1. How many years do you need to pay social security before you can receive a pension?
You have to pay social security for 15 years before you can receive a pension.
If the insured person is not satisfied with the payment time after retirement, he can choose to pay the premium for more than 15 years for 15 years, so that he can receive the basic pension every month. Of course, you can also choose to transfer to the social endowment insurance for urban residents or the new rural social endowment insurance, and enjoy the corresponding endowment insurance treatment according to the relevant provisions of the state, which may be lower than the pension treatment of employee endowment insurance, so it is recommended that you consider it carefully.
Second, how to calculate the pension
Generally speaking, after retirement, you need to receive a social security pension, and we calculate it according to the following formula:
1. The basic pension received each month is equal to the personal account pension plus the basic pension.
2. The basic pension is related to the average monthly salary of employees in the province last year, the higher the average monthly wage, the higher the basic pension will be.
3. In addition, my average contribution index will also be related to the pension after retirement, that is to say, the longer the payment time, the greater the payment index, and the more pension you can receive after retirement.
3. What is the process of receiving a pension from social security?

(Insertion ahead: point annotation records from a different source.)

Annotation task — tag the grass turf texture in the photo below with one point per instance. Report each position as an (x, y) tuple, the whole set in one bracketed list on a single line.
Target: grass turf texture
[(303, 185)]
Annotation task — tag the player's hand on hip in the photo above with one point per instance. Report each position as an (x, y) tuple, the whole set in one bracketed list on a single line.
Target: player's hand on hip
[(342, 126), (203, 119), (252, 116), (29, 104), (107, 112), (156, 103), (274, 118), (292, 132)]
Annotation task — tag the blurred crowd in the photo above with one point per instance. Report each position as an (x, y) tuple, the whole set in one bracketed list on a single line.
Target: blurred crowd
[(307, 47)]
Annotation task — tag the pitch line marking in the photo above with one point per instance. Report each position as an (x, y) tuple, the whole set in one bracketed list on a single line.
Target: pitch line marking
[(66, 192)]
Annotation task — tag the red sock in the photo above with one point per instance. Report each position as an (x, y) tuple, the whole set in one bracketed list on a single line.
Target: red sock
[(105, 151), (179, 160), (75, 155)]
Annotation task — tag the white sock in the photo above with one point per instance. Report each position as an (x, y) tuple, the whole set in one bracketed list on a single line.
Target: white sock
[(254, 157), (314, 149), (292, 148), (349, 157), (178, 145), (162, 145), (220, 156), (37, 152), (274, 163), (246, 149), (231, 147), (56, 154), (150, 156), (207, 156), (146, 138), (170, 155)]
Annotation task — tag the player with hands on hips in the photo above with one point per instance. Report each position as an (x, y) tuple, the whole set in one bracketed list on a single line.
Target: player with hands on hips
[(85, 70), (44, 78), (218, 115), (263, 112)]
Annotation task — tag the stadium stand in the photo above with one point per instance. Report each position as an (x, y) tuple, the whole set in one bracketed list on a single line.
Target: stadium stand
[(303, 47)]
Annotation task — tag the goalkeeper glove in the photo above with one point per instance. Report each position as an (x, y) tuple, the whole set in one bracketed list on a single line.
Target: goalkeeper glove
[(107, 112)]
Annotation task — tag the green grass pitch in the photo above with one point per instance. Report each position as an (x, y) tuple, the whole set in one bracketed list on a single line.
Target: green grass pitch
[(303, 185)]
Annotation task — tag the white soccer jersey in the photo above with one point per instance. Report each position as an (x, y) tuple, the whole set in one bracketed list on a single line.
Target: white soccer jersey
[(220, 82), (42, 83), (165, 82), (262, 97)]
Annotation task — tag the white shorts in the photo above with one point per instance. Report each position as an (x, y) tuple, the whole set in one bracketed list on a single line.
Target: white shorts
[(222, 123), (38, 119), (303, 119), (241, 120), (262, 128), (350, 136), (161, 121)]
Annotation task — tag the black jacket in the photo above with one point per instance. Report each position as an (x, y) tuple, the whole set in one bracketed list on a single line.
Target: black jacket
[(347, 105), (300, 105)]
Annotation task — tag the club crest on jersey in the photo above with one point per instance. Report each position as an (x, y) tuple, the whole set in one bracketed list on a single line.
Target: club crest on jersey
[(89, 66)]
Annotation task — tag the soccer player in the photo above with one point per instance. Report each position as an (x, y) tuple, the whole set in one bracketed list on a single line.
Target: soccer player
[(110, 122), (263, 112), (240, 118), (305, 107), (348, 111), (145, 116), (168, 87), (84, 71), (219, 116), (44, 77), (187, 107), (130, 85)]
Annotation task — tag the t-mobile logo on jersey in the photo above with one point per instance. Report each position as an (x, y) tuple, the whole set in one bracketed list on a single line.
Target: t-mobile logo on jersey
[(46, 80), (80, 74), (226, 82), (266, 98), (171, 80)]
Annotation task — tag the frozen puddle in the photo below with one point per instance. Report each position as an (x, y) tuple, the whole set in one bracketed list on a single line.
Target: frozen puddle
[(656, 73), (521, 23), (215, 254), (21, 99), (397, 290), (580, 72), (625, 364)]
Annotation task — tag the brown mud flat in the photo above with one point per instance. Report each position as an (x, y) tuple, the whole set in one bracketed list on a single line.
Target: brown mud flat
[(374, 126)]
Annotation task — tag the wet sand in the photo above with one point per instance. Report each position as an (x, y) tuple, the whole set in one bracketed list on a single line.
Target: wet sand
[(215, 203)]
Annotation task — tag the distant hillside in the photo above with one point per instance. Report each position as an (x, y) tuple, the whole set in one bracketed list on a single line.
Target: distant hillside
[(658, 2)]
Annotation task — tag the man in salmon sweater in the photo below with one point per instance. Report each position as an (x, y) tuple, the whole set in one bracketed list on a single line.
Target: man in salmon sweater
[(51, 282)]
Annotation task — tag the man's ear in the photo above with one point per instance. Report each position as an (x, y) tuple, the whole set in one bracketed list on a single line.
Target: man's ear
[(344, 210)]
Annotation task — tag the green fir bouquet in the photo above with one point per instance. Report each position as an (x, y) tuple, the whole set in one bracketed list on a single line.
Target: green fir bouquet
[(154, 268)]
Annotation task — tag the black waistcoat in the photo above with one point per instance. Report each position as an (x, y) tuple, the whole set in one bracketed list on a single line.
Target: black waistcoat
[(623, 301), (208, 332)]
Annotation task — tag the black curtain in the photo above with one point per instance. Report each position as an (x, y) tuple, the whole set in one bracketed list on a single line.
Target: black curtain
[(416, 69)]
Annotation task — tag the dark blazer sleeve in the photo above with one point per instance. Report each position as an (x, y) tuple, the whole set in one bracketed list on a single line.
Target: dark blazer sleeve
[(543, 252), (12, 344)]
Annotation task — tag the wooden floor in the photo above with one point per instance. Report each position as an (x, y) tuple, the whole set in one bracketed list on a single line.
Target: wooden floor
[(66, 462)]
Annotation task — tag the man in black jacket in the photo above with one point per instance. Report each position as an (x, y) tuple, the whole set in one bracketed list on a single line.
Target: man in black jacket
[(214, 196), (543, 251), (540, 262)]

Within one month before the insured reaches the retirement age, the social security administrator of the unit or the insured person himself needs to go to the social security institution to submit the relevant materials of the surrender application.
Then the staff of the social security and institutions will review the information submitted by everyone, and if they confirm that they meet the relevant treatment conditions, they will issue a retirement certificate to the employee, and they will be able to receive the basic pension every month next month.
After you receive the employee retirement certificate, the next month, you need to bring your retirement certificate ID card and social security card, go to the designated bank for pension, and then issue the card, and then provide the bank account to the staff of the social security institution, and the social security department will pay the pension to this account every month.